Restricting pathname resolution with AT_NO_JUMPS
On April 29, Al Viro posted a patch on the linux-api mailing list adding a new flag to be used in conjunction with the ...at() family of system calls. The flag is for containing pathname resolution to the same filesystem and subtree as the given starting point. This is a useful feature to have for implementing file I/O in programs that accept pathnames as untrusted user input. The ensuing discussion made it clear that there were multiple use cases for such a feature, especially if the granularity of its restrictions could be increased.
As an example use case, consider a web server that accepts requests for documents along with a relative path to said documents from the root of the server data directory. It is imperative that the user-supplied pathname sent to a web server is not allowed to name files outside of the web-server subtree.
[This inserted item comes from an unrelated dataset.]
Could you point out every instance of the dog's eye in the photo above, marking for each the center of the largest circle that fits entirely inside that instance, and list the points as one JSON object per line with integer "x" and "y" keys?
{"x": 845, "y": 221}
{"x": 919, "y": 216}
If the web server could use file I/O system calls that guaranteed that any given path will never break out of a certain subdirectory tree, it would give an additional layer of security to the server.
The ...at() family of system calls (such as openat(), fstatat(), mknodat(), etc.) are a relatively new series of POSIX filesystem interfaces, similar to open(), fstat(), mknod(), and friends, but allowing the start point for relative pathnames to be something other than the current working directory. For example, the openat() system call's prototype is:
int openat(int dirfd, const char *pathname, int flags);
A call to openat() will try to open the file specified by the pathname. If the pathname is a relative path, such as ../home/user1, openat() will try and walk the directory structure relative to the directory bound to the file descriptor dirfd, instead of the current working directory (which is what open() does). The behavior of this and other calls in the same family can be further altered with the flags parameter.
Viro's proposed flag (initially called AT_NO_JUMPS) for the ..at() calls would restrict the directory traversal of those calls to the same subtree as the starting point and, in any case, within the same filesystem. When the flag is set, the ...at() call affected would fail with -ELOOP upon encountering an absolute pathname, an absolute symbolic link, a procfs-style symbolic link, a pathname that results in the traversal of a mount point, or any relative path that starts with "..". This flag thus confines pathname lookups to subdirectories of the starting point that are contained within the same mount point, while allowing the traversal of relative symbolic links that do not violate the aforementioned rules. The error code -ELOOP is used by Unix-like operating systems to tell the user that too many symbolic links were encountered during pathname lookup, but it is used here as a placeholder. The patch only implements AT_NO_JUMPS for fstatat() and friends, but the proposal is for it to be extended to all the ...at() calls.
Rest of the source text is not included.